FOLLOWING the rail incident on Monday night, Upper Hunter Shire Council has again demanded an emergency rail crossing and is frustrated by the lack of action and accountability from state and federal government departments.
The council has requested a crossing be available to emergency service vehicles while longer-term plans for a crossing are being developed by the state government. Upper Hunter Shire Council mayor Lee Watts said she was frustrated by the lack of action and red tape.
“Everyone knows what the issue is and the government needs to acknowledge that it is a matter of time until this situation results in a death,” Cr Watts warned. “I’ve spoken with
three ministers about this in the last week and they all agree this should have already been done, but it has simply not happened.”
The council’s general manager, Daryl Dutton, said they had proposed several emergency
options, but the Roads and Maritime Services (RMS) had refused to act on any of them.
“There is Noblet Road,but if it is raining emergency service vehicles won’t be able to get through. We need an all-weather road for it to be formally recognised as a route for emergency service vehicles, which comes back to the RMS,” Mr Dutton said.

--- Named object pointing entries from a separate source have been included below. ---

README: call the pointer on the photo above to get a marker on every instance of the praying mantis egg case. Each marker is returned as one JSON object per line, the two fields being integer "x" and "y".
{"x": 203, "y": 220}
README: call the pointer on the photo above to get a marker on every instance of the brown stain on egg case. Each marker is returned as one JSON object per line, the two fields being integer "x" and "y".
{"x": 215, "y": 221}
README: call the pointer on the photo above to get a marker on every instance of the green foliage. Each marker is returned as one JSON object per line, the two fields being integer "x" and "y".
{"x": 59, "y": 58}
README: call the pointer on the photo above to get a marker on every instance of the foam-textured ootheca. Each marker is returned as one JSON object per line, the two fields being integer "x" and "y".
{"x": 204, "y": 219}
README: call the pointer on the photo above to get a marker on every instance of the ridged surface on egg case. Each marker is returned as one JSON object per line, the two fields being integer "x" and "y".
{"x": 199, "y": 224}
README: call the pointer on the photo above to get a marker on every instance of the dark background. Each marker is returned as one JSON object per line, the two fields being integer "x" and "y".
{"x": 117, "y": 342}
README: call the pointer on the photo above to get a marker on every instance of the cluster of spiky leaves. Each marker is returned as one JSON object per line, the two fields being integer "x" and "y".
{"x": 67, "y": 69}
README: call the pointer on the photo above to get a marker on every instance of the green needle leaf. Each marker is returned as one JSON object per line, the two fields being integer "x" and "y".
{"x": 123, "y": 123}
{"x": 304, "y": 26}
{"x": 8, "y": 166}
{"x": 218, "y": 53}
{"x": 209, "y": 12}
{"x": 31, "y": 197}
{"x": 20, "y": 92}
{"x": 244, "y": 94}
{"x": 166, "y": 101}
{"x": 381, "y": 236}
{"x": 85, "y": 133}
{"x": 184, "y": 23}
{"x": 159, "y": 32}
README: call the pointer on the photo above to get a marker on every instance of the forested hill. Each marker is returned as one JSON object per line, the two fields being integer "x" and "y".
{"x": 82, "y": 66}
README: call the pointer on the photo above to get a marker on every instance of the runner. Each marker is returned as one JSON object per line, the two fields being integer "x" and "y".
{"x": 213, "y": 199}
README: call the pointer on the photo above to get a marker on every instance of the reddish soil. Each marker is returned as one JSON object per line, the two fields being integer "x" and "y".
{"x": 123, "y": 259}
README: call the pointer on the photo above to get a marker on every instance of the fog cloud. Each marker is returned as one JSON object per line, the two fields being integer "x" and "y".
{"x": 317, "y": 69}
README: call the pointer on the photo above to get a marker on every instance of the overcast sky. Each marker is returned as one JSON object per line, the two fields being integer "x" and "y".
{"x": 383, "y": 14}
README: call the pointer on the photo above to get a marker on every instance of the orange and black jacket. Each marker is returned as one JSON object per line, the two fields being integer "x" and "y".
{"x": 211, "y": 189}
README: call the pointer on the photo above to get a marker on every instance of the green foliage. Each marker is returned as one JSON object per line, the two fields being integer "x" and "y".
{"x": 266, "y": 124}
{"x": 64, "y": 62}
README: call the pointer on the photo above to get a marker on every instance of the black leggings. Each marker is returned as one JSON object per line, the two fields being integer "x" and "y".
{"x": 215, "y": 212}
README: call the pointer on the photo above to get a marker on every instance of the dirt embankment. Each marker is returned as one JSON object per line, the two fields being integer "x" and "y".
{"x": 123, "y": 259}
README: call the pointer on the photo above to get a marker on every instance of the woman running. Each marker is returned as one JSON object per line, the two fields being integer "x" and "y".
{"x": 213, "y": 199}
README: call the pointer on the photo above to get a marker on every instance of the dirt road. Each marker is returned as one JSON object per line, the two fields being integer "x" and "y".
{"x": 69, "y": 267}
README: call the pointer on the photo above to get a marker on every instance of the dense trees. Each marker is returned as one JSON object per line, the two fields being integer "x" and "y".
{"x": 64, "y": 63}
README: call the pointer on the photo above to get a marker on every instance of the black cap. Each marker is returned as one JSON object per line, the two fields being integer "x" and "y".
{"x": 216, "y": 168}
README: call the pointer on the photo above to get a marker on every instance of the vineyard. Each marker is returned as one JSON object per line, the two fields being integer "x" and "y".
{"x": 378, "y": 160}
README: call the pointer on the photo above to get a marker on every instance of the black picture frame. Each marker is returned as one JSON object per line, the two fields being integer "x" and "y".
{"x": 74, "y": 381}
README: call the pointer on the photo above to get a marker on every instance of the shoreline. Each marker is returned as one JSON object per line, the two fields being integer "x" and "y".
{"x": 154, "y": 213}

“There is also the possibility of Kingdon Street being reopened or another crossing just
north of the town,” he said. “The RMS has to sort out what they are doing, what they are looking at long-term, but what are they doing about short-term? They have left us high and dry.”
State member for Upper Hunter George Souris said he had been unaware of the situation.

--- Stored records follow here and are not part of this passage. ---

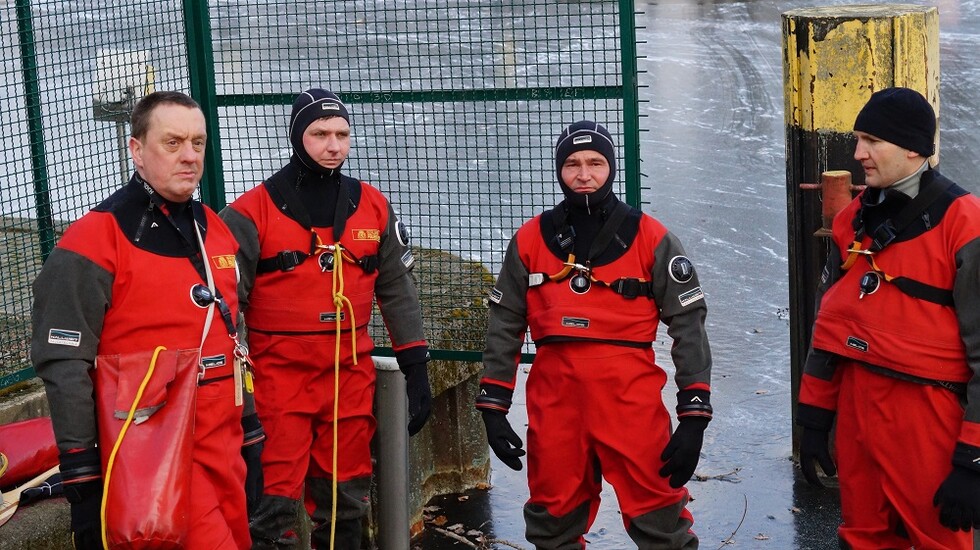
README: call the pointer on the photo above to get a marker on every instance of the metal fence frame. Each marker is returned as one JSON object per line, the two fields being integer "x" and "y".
{"x": 202, "y": 85}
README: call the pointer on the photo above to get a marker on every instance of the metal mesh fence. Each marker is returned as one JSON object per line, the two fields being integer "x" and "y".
{"x": 454, "y": 105}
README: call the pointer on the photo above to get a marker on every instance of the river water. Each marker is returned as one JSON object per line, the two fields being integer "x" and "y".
{"x": 715, "y": 156}
{"x": 714, "y": 153}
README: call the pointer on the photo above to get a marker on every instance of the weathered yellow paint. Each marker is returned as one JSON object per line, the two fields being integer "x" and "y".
{"x": 835, "y": 57}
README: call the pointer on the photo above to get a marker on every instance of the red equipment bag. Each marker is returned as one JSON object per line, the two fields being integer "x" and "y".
{"x": 30, "y": 449}
{"x": 149, "y": 482}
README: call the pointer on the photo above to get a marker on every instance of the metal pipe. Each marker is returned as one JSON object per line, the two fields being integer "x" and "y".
{"x": 391, "y": 405}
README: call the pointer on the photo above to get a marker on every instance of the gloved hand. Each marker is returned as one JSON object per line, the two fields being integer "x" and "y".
{"x": 51, "y": 487}
{"x": 81, "y": 474}
{"x": 682, "y": 453}
{"x": 504, "y": 442}
{"x": 419, "y": 396}
{"x": 252, "y": 445}
{"x": 815, "y": 447}
{"x": 958, "y": 497}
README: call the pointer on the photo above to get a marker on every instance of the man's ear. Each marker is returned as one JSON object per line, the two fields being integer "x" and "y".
{"x": 136, "y": 150}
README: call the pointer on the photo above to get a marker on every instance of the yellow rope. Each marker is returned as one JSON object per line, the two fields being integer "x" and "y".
{"x": 339, "y": 301}
{"x": 122, "y": 433}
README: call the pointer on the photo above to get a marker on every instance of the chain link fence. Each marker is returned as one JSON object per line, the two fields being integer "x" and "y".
{"x": 455, "y": 106}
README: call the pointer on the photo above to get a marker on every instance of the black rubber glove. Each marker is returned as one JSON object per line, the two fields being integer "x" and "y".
{"x": 81, "y": 474}
{"x": 504, "y": 441}
{"x": 254, "y": 442}
{"x": 419, "y": 396}
{"x": 958, "y": 497}
{"x": 815, "y": 449}
{"x": 51, "y": 487}
{"x": 684, "y": 450}
{"x": 815, "y": 442}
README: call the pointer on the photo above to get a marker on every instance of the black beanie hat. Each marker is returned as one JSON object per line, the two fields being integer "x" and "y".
{"x": 900, "y": 116}
{"x": 309, "y": 106}
{"x": 585, "y": 135}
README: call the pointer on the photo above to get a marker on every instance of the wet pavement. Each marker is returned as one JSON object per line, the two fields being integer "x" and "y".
{"x": 714, "y": 156}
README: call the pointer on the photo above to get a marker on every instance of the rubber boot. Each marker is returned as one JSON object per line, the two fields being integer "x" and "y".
{"x": 272, "y": 523}
{"x": 547, "y": 532}
{"x": 352, "y": 508}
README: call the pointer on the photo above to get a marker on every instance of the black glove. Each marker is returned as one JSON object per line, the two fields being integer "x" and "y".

“First I’ve heard of these interim emergency suggestions by council,” Mr Souris said. “As they involve the crossing of the rail track, a first port of call is ARTC to see whether they would be open to such a suggestion.”

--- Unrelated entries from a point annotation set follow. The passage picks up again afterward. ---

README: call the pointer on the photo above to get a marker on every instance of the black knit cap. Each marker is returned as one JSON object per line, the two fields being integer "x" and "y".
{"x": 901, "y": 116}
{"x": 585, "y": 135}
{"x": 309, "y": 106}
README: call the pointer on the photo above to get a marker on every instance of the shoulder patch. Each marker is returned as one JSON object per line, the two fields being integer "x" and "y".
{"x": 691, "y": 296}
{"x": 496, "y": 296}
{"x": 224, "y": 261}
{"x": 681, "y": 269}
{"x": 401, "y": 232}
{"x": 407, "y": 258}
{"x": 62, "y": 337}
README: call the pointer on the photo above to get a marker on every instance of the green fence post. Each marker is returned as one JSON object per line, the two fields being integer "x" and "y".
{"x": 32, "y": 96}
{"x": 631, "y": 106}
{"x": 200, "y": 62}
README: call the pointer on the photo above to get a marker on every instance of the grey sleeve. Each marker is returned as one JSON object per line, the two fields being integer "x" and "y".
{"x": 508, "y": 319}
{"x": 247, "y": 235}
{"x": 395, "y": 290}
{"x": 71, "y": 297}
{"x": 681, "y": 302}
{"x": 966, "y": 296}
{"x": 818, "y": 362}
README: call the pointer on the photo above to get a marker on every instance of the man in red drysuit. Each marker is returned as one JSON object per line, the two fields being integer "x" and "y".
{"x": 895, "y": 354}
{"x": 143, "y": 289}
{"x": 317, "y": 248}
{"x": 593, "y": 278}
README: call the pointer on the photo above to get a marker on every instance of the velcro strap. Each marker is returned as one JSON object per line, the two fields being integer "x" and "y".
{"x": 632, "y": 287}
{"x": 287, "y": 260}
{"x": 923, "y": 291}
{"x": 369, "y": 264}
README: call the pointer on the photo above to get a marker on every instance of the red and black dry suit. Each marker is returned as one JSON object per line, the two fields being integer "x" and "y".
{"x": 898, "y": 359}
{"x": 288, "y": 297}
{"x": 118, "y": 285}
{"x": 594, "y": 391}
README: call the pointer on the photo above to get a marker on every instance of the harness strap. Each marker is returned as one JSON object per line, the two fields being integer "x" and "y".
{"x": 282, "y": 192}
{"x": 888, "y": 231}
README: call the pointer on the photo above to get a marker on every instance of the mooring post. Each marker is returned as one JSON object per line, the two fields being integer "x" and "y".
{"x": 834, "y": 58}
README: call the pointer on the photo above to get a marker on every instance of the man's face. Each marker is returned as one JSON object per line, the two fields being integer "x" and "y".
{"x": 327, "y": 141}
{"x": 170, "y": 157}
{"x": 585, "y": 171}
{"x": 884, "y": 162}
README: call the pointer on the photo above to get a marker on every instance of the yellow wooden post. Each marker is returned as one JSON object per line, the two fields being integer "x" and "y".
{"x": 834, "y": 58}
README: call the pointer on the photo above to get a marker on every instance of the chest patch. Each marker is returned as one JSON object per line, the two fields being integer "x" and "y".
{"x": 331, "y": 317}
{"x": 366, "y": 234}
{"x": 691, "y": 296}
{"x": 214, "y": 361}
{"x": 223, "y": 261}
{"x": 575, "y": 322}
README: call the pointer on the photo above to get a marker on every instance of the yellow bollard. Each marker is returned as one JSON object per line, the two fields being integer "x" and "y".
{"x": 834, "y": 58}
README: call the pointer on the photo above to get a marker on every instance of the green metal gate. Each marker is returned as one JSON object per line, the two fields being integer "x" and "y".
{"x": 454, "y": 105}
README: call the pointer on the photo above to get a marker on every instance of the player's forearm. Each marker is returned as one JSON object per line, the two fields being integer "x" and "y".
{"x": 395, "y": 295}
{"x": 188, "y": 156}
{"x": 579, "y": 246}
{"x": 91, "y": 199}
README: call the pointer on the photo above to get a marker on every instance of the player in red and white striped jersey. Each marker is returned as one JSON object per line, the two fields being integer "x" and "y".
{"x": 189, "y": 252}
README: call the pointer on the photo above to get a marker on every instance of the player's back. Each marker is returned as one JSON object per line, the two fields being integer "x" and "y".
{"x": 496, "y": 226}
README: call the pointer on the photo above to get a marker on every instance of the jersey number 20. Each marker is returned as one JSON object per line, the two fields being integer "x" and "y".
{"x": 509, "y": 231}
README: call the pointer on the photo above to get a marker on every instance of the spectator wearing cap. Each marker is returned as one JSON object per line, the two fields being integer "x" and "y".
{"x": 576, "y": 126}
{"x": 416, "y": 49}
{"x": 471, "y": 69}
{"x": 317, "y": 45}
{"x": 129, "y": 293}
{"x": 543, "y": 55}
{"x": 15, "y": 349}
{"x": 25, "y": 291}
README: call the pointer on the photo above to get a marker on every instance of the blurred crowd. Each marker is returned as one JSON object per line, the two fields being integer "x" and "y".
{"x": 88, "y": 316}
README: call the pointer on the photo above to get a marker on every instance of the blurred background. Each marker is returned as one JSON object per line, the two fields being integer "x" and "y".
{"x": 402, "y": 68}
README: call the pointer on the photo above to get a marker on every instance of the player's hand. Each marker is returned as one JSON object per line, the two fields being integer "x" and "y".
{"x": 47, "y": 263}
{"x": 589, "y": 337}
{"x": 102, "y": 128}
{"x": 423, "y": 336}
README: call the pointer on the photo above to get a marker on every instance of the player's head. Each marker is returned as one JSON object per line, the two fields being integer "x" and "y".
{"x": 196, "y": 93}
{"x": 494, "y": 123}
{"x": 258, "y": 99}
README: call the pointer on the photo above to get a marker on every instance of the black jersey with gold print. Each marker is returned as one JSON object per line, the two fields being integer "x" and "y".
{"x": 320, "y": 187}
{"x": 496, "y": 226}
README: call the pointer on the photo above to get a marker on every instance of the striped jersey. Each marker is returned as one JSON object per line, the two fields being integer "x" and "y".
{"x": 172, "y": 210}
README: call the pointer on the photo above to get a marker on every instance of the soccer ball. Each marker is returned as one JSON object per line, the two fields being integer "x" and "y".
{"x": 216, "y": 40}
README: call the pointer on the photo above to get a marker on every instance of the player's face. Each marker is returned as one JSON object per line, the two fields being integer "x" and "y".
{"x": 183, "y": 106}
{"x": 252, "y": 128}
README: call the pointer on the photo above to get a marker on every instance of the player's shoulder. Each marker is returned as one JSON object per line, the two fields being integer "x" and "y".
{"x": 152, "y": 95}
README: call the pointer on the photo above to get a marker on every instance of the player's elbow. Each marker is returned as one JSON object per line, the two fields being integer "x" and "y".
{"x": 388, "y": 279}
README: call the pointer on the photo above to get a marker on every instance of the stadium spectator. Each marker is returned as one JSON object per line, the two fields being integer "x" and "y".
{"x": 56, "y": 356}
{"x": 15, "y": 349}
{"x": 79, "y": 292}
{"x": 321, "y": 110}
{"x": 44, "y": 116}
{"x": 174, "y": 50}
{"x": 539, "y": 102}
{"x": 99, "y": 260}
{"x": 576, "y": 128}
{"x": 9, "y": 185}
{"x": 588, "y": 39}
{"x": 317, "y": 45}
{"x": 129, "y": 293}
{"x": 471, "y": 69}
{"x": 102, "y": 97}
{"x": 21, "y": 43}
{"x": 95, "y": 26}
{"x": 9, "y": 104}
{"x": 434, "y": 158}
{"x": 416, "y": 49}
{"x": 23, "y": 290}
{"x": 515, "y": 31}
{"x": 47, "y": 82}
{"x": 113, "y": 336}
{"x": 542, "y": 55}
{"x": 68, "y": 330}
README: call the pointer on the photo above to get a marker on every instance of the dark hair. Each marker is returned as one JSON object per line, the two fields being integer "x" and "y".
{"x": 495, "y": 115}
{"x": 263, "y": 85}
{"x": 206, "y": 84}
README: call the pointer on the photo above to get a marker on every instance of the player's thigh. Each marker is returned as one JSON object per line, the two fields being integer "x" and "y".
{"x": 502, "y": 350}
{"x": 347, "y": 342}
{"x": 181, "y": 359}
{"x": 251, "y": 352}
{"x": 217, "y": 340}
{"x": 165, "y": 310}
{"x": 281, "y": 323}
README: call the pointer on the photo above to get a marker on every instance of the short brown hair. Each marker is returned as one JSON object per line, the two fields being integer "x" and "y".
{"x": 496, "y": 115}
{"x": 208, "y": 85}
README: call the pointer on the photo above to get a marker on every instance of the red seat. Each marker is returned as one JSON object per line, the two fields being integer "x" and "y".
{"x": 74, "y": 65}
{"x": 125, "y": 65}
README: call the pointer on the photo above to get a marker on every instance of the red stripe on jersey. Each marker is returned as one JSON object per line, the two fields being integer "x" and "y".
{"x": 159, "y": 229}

Federal member Joel Fitzgibbon said the buck-passing needed to stop before there was a fatality.
“It’s time to dispense with the buck-passing and get on with properly investigating council’s
interim solutions,” Mr Fitzgibbon said. “If it requires the cooperation of the ARTC that is absolutely something I will personally take up; this is regulations gone mad.
“The RMS has taken an unbelievably long time to study this – they have taken 18 months – when I believe they should have taken three. I spoke with the prime minister only last week about the need to ensure the overpass receives funding from the proceeds of the Mineral Resources Rent Tax.”